Thursday, June 01, 2006

FASHIONISTAS REACH LITERARY MASSES, GET HIGHLIGHTS


NEW YORK—Although the fashion world's most elite shoppers haven't always been noted for their clever rejoinders and supple syntax, editors at the top publishing houses have busied themselves of late with turning this misconception on its blueblood head. "It's beyond judgmental to think that just because a girl has a huge credit line and gets invited to exclusive sample sales she can't put a pen to paper," Doubleday editor Stacy Creamer insisted. "She can. How do you think receipts get signed?"

Books topically ranging from diatribes on failed relationships to the search for employment when in one's twenties have cropped up ornamented in Victorian leitmotifs and scrappily drawn Prada shoes with coiffed and sanded ex-model heiresses and surgically altered Ivy League graduates stiff-lipped and hungry on the back covers. The same young women that collect at Barney's to stave off boredom have discovered that the next best thing to Vogue editor Anna Wintour's clothing allowance is to create a great work of art, even while living on Park Avenue.

"Some people think I'm totally ana," proclaimed Plum Sykes, author of the novel Bergdorf Blondes, about a fetching pair of rich girls who have hijinx at Hermes, "But I'm just skin and bones because I'm an artist. Artists are supposed to starve, and if you've already got a new Valentino for the soiree of the year, it's such a waste to eat. I'm giving the girls of the world real heroines to look up to; girls just like me that want companionship, love, and a closet the size of a studio apartment!" Sykes' closet was indeed so expansive and lush that there was room enough for the ambulance crew to easily carry her out after she fainted without knocking over a single quilted Chanel bag. "Are those Choos?" Rick the ambulance guy asked, picking up a sandal. "I like her style."

Rick, and the rest of the ambulance crew that stalled for twenty minutes to sort through Stella McCartney and Prouenza Schouler treasures, are not alone in their appreciation of a dame with a knack for garb. Lauren Weisberger, author of The Devil Wears Prada, joins Sykes in linking garb with gab. She presents a bold and imaginative role model to young girls. Her 5'10", 115 pound heroine rises to her success while recovering from dysentery, coveting her waify colleagues' figures, and joining them to don fluff-and-leather outfits. Mickey LaRue, a local tween who dreams of following in Weisberger's footsteps, responded fervently that she would love to be like heroine Andrea Sachs. "She gets to wear all the cool designers and drive her boss' car. Boys end up totally liking her."

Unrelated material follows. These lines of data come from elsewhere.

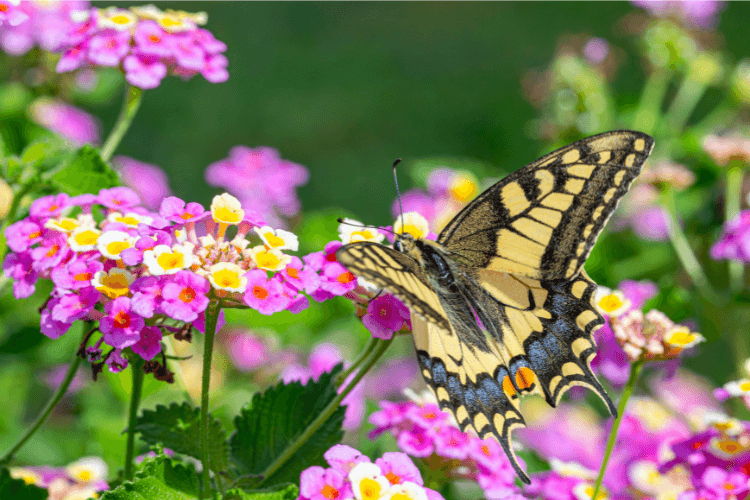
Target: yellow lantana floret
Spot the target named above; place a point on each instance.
(113, 284)
(278, 238)
(412, 223)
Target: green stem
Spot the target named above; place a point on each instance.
(683, 104)
(680, 243)
(732, 203)
(212, 317)
(652, 98)
(362, 357)
(135, 401)
(127, 113)
(380, 347)
(635, 370)
(48, 409)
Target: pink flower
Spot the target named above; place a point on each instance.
(398, 468)
(49, 206)
(149, 181)
(343, 458)
(121, 326)
(317, 483)
(385, 315)
(149, 344)
(175, 210)
(151, 40)
(185, 296)
(118, 198)
(73, 124)
(264, 295)
(144, 72)
(74, 306)
(109, 49)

LaRue's collegiate older sister, on the other hand, disagrees. "She has no life plan, no ambition, and then gets handed an exclusive job at a top fashion magazine without being an intern first. That's not life. That's having connections and possibly a tiny little magical man with pointy shoes." Mildred stabbed the stoop with her Lucky Strike. "Plus she wears a lot of suede. If a girl can't choose a better animal skin, how can I be bothered to read her stupid book?"

Loyal subscribers to Vogue and W, however, are even reading tomes that do not come with perfume samples. Doubleday's director of sales, Allan Ficus, commented on the figures that keep publishing giants tapping unknowns with their finger on the pulse of fashionistahood. "It's no coincidence they've had such an impact on the market at this time," Ficus said. "I mean, did you see the Spring 2005 Fashion Week shows?" Ficus then asked for his Burberry umbrella back.

Perhaps, then, it is time that the world's intellectuals and academics quit the cease-fire separating the heady world of design and the drab domain of thought. "I used to read Proust and Sartre and Kirkegaard," Ficus added. "Now, do you think then I had pants that made my ass look this good?"

Ficus' assistant Rosemary dropped off a tray of madeleines and commented, "I may never get to have the budgets of the women in those books. I may never date princes or international playboys. I may never even try to kill myself because I'm not the only one with the new Vuitton. But this fine literature has made it clear to me that there are women out there who will do it all; they inspire me to do things I never would otherwise try, like be an Opera singer!" Rosemary then croaked out a passage from Carmen.

"Just as long as you're still a size two!" Ficus laughed. "I mean, who wants to listen to a fatty?"